Aber auch die Annahme einer aktive Duldung (z.B. amtliche Unterdrückung von strafrechtlich relevanten Informationen, Sabotage der Polizeiarbeit) würde die Vorgänge nicht erklären. Die Wahrheit ist unangenehmer: Die von den Systemparteien beherrschten Behörden/Ministerien schützen das organisierte rechte Milieu nicht nur, sondern unterstützten es. Die von den Systemparteien beherrschten Behörden/Ministerien haben den Auftrag, die Nazi-Strukturen zu schützen und zu kontrollieren. Aber nicht nur das. Die von den Systemparteien beherrschten Behörden/Ministerien haben den Auftrag, die organisierten rassistischen/fremdenfeindlichen Gruppen programmatisch und faktisch zu steuern. Bestimmte Linke sollten langsam mal beginnen, sich dieser Erkenntnis zu stellen. Welche Intentionen verfolgen staatliche Akteure damit? 


Die erste institutionelle Absicht ist die Kontrolle des gewaltbereiten fremdenfeindlich, rassistisch und/oder nationalistisch motivierten Teils der Bevölkerung. Dadurch hat man gleichzeitig die Möglichkeit der Einflussnahme auf die Antifa und die Linkspartei. Es wird dadurch möglich, auch linke Systemkritik zu kanalisieren und Aktivisten zu beschäftigen und somit  zu lenken. Die linke Opposition wird hinsichtlich ihrer Ressourcen und ihrer Aufmerksamkeit politisch an eine bestimmte Auseinandersetzung gebunden. Ein Effekt ist dann, dass andere notwendige Fragen – der gesellschaftliche Hauptwiderspruch und der aktive Kampf gegen Militarismus und Imperialismus – zu kurz kommen, bzw. gar nicht mehr gewollt werden.
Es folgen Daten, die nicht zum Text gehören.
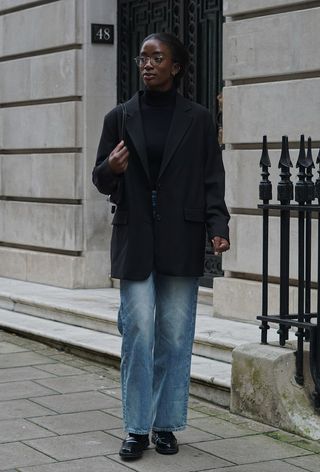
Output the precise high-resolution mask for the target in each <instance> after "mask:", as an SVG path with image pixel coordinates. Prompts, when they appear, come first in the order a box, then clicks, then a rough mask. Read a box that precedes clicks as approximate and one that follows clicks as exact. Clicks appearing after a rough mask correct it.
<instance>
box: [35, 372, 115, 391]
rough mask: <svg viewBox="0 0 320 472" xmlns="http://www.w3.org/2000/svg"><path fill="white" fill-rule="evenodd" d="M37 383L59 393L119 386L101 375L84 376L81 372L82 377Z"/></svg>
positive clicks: (76, 377)
mask: <svg viewBox="0 0 320 472" xmlns="http://www.w3.org/2000/svg"><path fill="white" fill-rule="evenodd" d="M38 383H39V384H40V385H43V386H45V387H48V388H51V389H53V390H56V391H57V392H60V393H76V392H86V391H88V390H104V389H112V387H113V386H118V385H119V383H118V382H113V381H112V380H110V379H109V378H107V377H105V376H103V375H97V374H85V373H83V372H82V375H76V376H66V377H62V378H56V379H46V380H39V381H38Z"/></svg>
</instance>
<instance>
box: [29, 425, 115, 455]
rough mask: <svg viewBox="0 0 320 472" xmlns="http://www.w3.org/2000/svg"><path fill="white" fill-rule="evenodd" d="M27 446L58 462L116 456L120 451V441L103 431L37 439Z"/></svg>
mask: <svg viewBox="0 0 320 472" xmlns="http://www.w3.org/2000/svg"><path fill="white" fill-rule="evenodd" d="M25 444H27V445H29V446H31V447H33V448H34V449H36V450H38V451H40V452H42V453H44V454H47V455H48V456H50V457H53V458H54V459H56V460H58V461H66V460H71V459H83V458H85V457H94V456H102V455H106V454H114V453H116V452H118V450H119V440H118V439H116V438H115V437H114V436H111V435H110V434H108V433H104V432H102V431H93V432H90V433H81V434H66V435H63V436H58V437H54V438H49V439H36V440H32V441H25Z"/></svg>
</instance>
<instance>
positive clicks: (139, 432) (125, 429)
mask: <svg viewBox="0 0 320 472" xmlns="http://www.w3.org/2000/svg"><path fill="white" fill-rule="evenodd" d="M125 431H126V432H127V433H133V434H149V432H150V431H148V430H146V429H135V428H125Z"/></svg>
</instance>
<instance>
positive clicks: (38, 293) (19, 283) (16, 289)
mask: <svg viewBox="0 0 320 472" xmlns="http://www.w3.org/2000/svg"><path fill="white" fill-rule="evenodd" d="M118 307H119V290H118V289H115V288H108V289H74V290H70V289H64V288H57V287H51V286H46V285H41V284H35V283H30V282H23V281H18V280H12V279H6V278H0V308H3V309H6V310H11V311H13V312H17V313H23V314H27V315H31V316H35V317H39V318H45V319H48V320H52V321H58V322H63V323H67V324H70V325H74V326H79V327H83V328H88V329H91V330H94V331H98V332H102V333H106V334H110V335H114V336H119V332H118V328H117V313H118ZM253 321H254V320H253ZM259 339H260V332H259V329H258V327H257V325H256V324H249V323H244V322H239V321H232V320H226V319H222V318H214V317H213V316H212V307H211V306H209V305H206V304H201V303H198V306H197V323H196V335H195V342H194V347H193V353H194V354H195V355H198V356H202V357H207V358H209V359H214V360H219V361H223V362H228V363H230V362H231V356H232V350H233V349H234V348H235V347H237V346H239V345H241V344H247V343H250V342H259ZM268 340H269V341H271V342H272V341H277V334H276V330H275V329H269V332H268Z"/></svg>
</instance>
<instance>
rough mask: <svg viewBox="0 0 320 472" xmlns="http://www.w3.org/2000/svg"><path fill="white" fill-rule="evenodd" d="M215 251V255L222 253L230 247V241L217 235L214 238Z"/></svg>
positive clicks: (229, 248)
mask: <svg viewBox="0 0 320 472" xmlns="http://www.w3.org/2000/svg"><path fill="white" fill-rule="evenodd" d="M211 241H212V245H213V252H214V254H215V255H218V254H221V253H222V252H225V251H228V250H229V249H230V243H229V241H227V240H226V239H224V238H221V237H220V236H215V237H214V238H213V239H212V240H211Z"/></svg>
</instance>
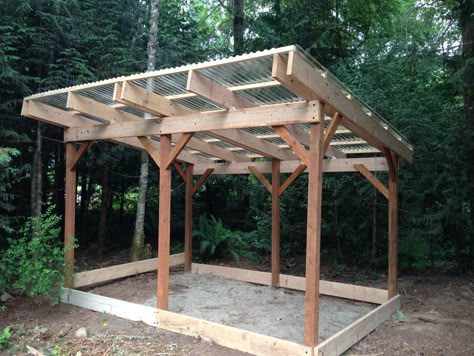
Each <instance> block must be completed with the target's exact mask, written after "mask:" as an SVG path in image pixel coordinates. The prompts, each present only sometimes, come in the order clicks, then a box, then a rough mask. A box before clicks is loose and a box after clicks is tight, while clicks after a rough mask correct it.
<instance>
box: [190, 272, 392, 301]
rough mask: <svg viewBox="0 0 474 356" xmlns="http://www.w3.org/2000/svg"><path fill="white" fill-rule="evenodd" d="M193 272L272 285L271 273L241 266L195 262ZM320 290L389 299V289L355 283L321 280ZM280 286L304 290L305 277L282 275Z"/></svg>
mask: <svg viewBox="0 0 474 356" xmlns="http://www.w3.org/2000/svg"><path fill="white" fill-rule="evenodd" d="M192 272H193V273H209V274H212V275H215V276H220V277H224V278H229V279H235V280H238V281H244V282H249V283H256V284H263V285H271V275H272V274H271V273H270V272H260V271H251V270H245V269H240V268H231V267H222V266H211V265H204V264H198V263H193V265H192ZM319 283H320V287H319V292H320V294H323V295H330V296H333V297H339V298H345V299H351V300H358V301H362V302H368V303H374V304H382V303H384V302H385V301H387V299H388V291H386V290H383V289H377V288H371V287H362V286H356V285H353V284H346V283H338V282H330V281H320V282H319ZM280 287H282V288H288V289H294V290H300V291H304V290H305V288H306V286H305V278H304V277H296V276H290V275H280Z"/></svg>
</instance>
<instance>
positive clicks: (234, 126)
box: [64, 101, 319, 142]
mask: <svg viewBox="0 0 474 356" xmlns="http://www.w3.org/2000/svg"><path fill="white" fill-rule="evenodd" d="M318 110H319V102H318V101H311V102H302V103H292V104H278V105H268V106H261V107H258V108H249V109H240V110H235V111H229V112H214V113H199V114H192V115H185V116H181V117H167V118H163V119H150V120H142V121H136V122H126V123H111V124H108V125H96V126H88V127H77V128H70V129H68V130H67V131H66V132H65V134H64V140H65V141H66V142H74V141H90V140H103V139H112V138H122V137H130V136H147V135H162V134H174V133H182V132H199V131H210V130H224V129H232V128H247V127H261V126H274V125H286V124H294V123H306V122H313V123H314V122H318V120H319V118H318V115H317V113H318Z"/></svg>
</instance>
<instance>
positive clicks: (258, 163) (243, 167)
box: [193, 157, 388, 175]
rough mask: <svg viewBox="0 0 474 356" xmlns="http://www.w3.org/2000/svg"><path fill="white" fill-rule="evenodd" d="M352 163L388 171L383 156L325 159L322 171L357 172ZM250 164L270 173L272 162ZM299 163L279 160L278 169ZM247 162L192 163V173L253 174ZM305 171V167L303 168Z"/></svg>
mask: <svg viewBox="0 0 474 356" xmlns="http://www.w3.org/2000/svg"><path fill="white" fill-rule="evenodd" d="M354 164H363V165H364V166H365V167H367V168H368V169H369V170H371V171H372V172H375V171H380V172H386V171H388V165H387V161H386V160H385V158H384V157H370V158H341V159H325V160H323V172H326V173H336V172H358V170H357V169H356V168H354ZM251 165H252V166H255V167H257V169H258V170H259V171H260V172H262V173H272V162H270V161H265V162H252V164H251ZM300 165H301V161H299V160H294V161H285V162H281V165H280V170H281V173H292V172H294V170H295V169H296V168H298V166H300ZM248 166H249V163H245V162H244V163H240V162H232V163H212V164H196V165H194V171H193V173H194V175H201V174H203V173H204V172H205V171H206V169H208V168H213V169H214V171H213V172H212V173H213V174H253V173H252V172H251V171H250V170H249V168H248ZM305 172H307V168H306V169H305Z"/></svg>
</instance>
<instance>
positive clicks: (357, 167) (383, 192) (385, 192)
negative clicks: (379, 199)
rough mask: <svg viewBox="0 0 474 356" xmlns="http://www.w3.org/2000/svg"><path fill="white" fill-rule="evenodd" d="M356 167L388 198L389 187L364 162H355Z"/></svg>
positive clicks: (380, 192)
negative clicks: (356, 163)
mask: <svg viewBox="0 0 474 356" xmlns="http://www.w3.org/2000/svg"><path fill="white" fill-rule="evenodd" d="M354 168H355V169H357V170H358V171H359V172H360V173H361V174H362V175H363V176H364V177H365V178H367V180H368V181H369V182H370V183H372V185H373V186H374V187H375V188H377V190H378V191H379V192H380V193H382V194H383V196H384V197H385V198H387V199H388V189H387V187H386V186H385V185H384V184H383V183H382V182H381V181H379V180H378V179H377V177H376V176H374V175H373V174H372V172H370V171H369V170H368V169H367V168H366V167H365V166H364V165H363V164H354Z"/></svg>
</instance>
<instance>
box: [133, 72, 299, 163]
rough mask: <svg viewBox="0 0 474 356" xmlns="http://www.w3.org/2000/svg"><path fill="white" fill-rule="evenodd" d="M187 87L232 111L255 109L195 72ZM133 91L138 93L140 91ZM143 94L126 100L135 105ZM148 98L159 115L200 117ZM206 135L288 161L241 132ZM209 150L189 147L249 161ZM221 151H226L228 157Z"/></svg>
mask: <svg viewBox="0 0 474 356" xmlns="http://www.w3.org/2000/svg"><path fill="white" fill-rule="evenodd" d="M205 85H210V86H211V87H213V89H212V90H211V91H210V90H209V88H206V87H205ZM188 86H189V87H190V88H191V89H193V90H195V91H196V92H199V93H200V95H202V96H203V97H205V98H207V99H209V100H212V101H214V102H218V103H220V104H221V105H223V106H224V107H227V108H233V107H235V108H236V109H244V108H249V107H256V106H257V105H256V104H254V103H252V102H251V101H249V100H246V99H244V98H242V97H240V96H239V95H237V94H235V93H233V92H231V91H229V90H228V89H226V88H225V87H223V86H221V85H219V84H217V83H215V82H213V81H211V80H210V79H208V78H206V77H204V76H203V75H201V74H199V73H197V72H192V73H190V74H189V76H188ZM136 90H138V91H140V88H138V89H136ZM141 90H143V89H141ZM142 94H143V95H142V96H137V97H133V98H129V100H135V102H137V101H139V100H141V99H142V98H143V97H144V96H145V93H142ZM147 95H148V96H149V97H151V98H153V100H155V99H156V101H158V102H159V103H160V107H161V108H162V109H161V112H160V114H161V115H166V116H177V115H179V114H183V113H184V114H196V115H198V114H199V113H198V112H197V111H195V110H193V109H190V108H187V107H185V106H183V105H180V104H177V103H173V102H172V101H171V100H168V99H165V98H163V97H161V96H159V95H157V94H154V93H148V94H147ZM142 104H144V103H142ZM165 109H166V110H165ZM205 133H206V134H208V135H210V136H212V137H218V138H219V139H220V140H222V141H225V142H228V143H231V144H234V145H236V146H238V147H242V148H244V149H246V150H249V151H252V152H256V153H259V154H262V155H263V156H266V157H276V158H279V159H288V158H289V157H291V152H288V151H287V150H284V149H281V148H278V147H277V146H276V145H273V144H271V143H269V142H266V141H263V142H262V140H258V139H256V138H255V136H253V135H251V134H249V133H247V132H245V131H242V130H238V129H227V130H225V131H224V130H220V131H218V132H205ZM191 143H192V144H194V142H191ZM210 146H214V147H216V149H215V151H216V152H214V153H209V152H206V151H203V150H202V148H206V147H202V145H201V147H198V146H197V145H193V147H192V146H189V147H191V148H193V149H196V150H198V151H201V152H204V153H206V154H212V155H216V156H217V157H220V158H222V159H225V160H228V161H238V162H246V161H247V162H248V161H250V158H248V157H245V156H244V155H238V154H237V153H233V152H230V151H229V150H226V149H225V148H222V147H219V146H215V145H210ZM223 151H227V153H225V152H223ZM223 153H224V154H225V156H222V154H223ZM219 154H220V155H219Z"/></svg>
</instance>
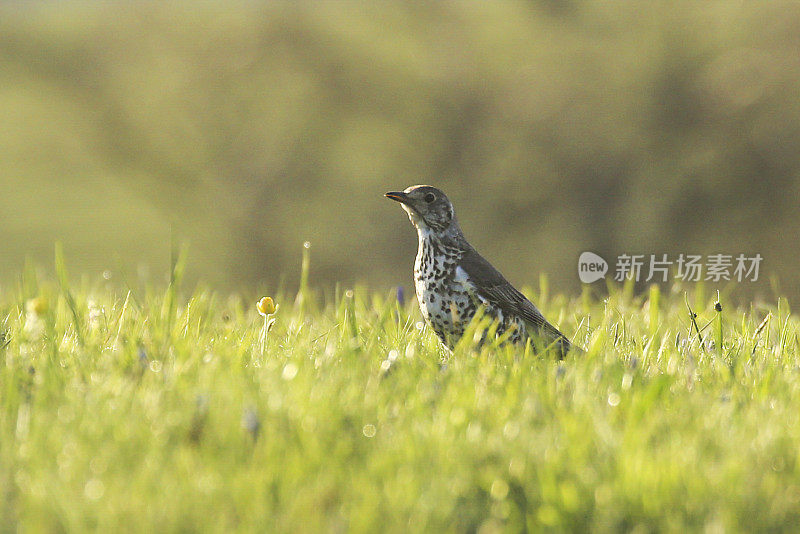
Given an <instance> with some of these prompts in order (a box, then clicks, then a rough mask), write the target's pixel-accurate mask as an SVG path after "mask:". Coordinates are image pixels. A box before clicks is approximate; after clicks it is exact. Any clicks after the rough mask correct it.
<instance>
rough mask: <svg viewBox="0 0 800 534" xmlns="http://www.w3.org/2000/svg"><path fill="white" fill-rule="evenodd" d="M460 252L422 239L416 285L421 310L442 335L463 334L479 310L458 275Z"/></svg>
mask: <svg viewBox="0 0 800 534" xmlns="http://www.w3.org/2000/svg"><path fill="white" fill-rule="evenodd" d="M459 259H460V255H459V254H458V253H457V252H454V251H452V250H447V249H444V248H443V247H440V246H437V244H436V243H425V242H421V243H420V248H419V250H418V253H417V260H416V263H415V265H414V285H415V289H416V293H417V300H418V301H419V307H420V311H421V312H422V315H423V316H424V317H425V319H426V320H427V321H428V323H429V324H430V325H431V327H432V328H433V329H434V331H436V333H437V334H438V335H439V337H441V338H443V339H445V338H449V337H452V336H460V335H461V334H462V333H463V329H464V326H465V325H466V323H468V322H469V320H470V319H471V318H472V316H473V315H474V313H475V306H474V304H473V303H472V300H471V299H470V296H469V294H468V292H467V289H466V287H465V286H464V285H463V284H462V283H461V282H459V281H458V280H457V279H456V278H457V274H456V273H457V266H458V261H459Z"/></svg>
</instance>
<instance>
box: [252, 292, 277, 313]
mask: <svg viewBox="0 0 800 534" xmlns="http://www.w3.org/2000/svg"><path fill="white" fill-rule="evenodd" d="M256 308H258V313H259V314H260V315H263V316H265V317H266V316H267V315H272V314H273V313H275V310H276V309H277V308H276V307H275V303H274V302H272V299H271V298H270V297H264V298H262V299H261V300H259V301H258V303H256Z"/></svg>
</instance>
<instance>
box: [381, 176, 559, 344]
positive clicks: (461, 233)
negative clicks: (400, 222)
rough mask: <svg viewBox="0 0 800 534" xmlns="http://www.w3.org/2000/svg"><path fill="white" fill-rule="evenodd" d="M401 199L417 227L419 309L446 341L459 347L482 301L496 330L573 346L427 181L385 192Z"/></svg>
mask: <svg viewBox="0 0 800 534" xmlns="http://www.w3.org/2000/svg"><path fill="white" fill-rule="evenodd" d="M386 197H388V198H390V199H392V200H396V201H397V202H400V203H401V204H402V206H403V209H404V210H405V211H406V212H407V213H408V217H409V219H411V223H412V224H413V225H414V227H415V228H416V229H417V235H418V237H419V249H418V251H417V259H416V262H415V263H414V285H415V288H416V293H417V299H418V300H419V305H420V310H421V311H422V315H423V316H424V317H425V320H426V321H427V322H428V324H430V326H431V327H432V328H433V330H434V332H436V334H437V335H438V336H439V338H440V339H441V340H442V342H443V343H444V344H445V345H447V346H448V347H450V348H451V349H452V348H453V347H454V346H455V344H456V343H457V342H458V340H459V339H460V338H461V336H462V335H463V334H464V329H465V328H466V326H467V324H469V322H470V321H471V320H472V318H473V317H474V316H475V313H476V311H477V309H478V307H479V306H482V307H483V308H484V310H485V313H486V314H487V315H489V316H490V317H492V318H493V319H494V320H495V321H496V322H497V335H498V336H501V335H503V334H507V339H508V340H509V341H510V342H512V343H517V344H522V345H524V344H525V343H526V342H527V341H528V339H530V340H531V341H532V342H533V345H534V347H539V348H546V347H553V348H555V349H556V350H557V352H558V353H559V354H560V355H561V356H563V355H564V354H566V353H567V352H568V351H569V350H570V349H571V348H572V347H573V346H572V344H571V343H570V342H569V340H568V339H567V337H566V336H565V335H564V334H562V333H561V332H559V331H558V329H557V328H556V327H554V326H553V325H551V324H550V323H548V322H547V320H546V319H545V318H544V316H542V314H541V312H539V310H538V309H536V306H534V305H533V303H532V302H531V301H529V300H528V299H527V298H525V295H523V294H522V293H520V292H519V291H518V290H517V289H516V288H515V287H514V286H512V285H511V284H510V283H509V282H508V280H506V279H505V278H504V277H503V275H502V274H500V273H499V272H498V271H497V269H495V268H494V267H492V265H491V264H490V263H489V262H488V261H486V260H485V259H484V258H483V257H482V256H481V255H480V254H478V252H477V251H476V250H475V249H474V248H472V246H471V245H470V244H469V243H468V242H467V240H466V239H465V238H464V234H463V233H462V232H461V227H460V226H459V224H458V220H457V219H456V215H455V211H454V210H453V205H452V204H451V203H450V200H448V198H447V197H446V196H445V194H444V193H443V192H441V191H440V190H439V189H436V188H435V187H432V186H429V185H415V186H412V187H409V188H407V189H406V190H405V191H393V192H389V193H386Z"/></svg>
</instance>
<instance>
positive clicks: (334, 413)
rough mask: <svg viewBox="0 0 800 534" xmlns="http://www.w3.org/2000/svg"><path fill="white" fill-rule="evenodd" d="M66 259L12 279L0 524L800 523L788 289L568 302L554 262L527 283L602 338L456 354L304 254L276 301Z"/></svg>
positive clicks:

Wer sind eigentlich die Akteure? Dazu fehlt in Collins Text jeder Hinweis. Arbeitet doch bitte mit an einer Überwindung von Wunschdenken und linken Phantasmagorien.  Wie wäre es überdies mit einer selbstkritischen Hinterfragung der Vorstellung, wonach durch Blockaden und Besetzungen  von öffentlichen Plätzen (z.B. im Februar 2011 in Dresden) irgendwie Fortschritte im Kampf gegen Rechts erzielt werden könnten? Selbst wenn Nazi-Aufmärsche durch Blockaden verhindert werden: Nazistrukturen sind nicht auf diese Demonstrationen angewiesen, auch ohne Aufmärsche und Demos halten Nazistrukturen sich am Leben und gedeihen durch die typische Sozialstruktur, Bildungslücken, Schulschließungen, Gemeindegebietsreformen, die Verelendung, die Brutalisierung in der ostdeutschen Provinz – nachhaltig und durch amtlich-behördliche Einflussnahme. Mit Antifa-Demos gegen Rechtsterrorismus? Da war die symbolische Besetzung des Thüringer Landesamtes für Verfassungsschutz in Erfurt am 15. Dezember 2011 schon sinnvoller.


Eines steht jedenfalls fest. Für die sächsischen Akteure dieses Treibens verhalten sich Die Linken wie gewünscht und vorbildlich unpolitisch. Die Partei Die Linke lässt sich offensichtlich vorführen und glaubt anscheinend, Antifa-Aktionismus sei linke Politik. Es gibt die begründete Vermutung, dass Antiglobalismus und Antiimperialismus viele Jahre in der ostdeutschen Linken keine Chance hatten, weil diese notwendige Systemkritik den Rechten überlassen wurde. Oder überlassen werden wollte? Auch das wäre im Interesse der Akteure in den Sümpfen (Konzerne, Nato, Systemparteien).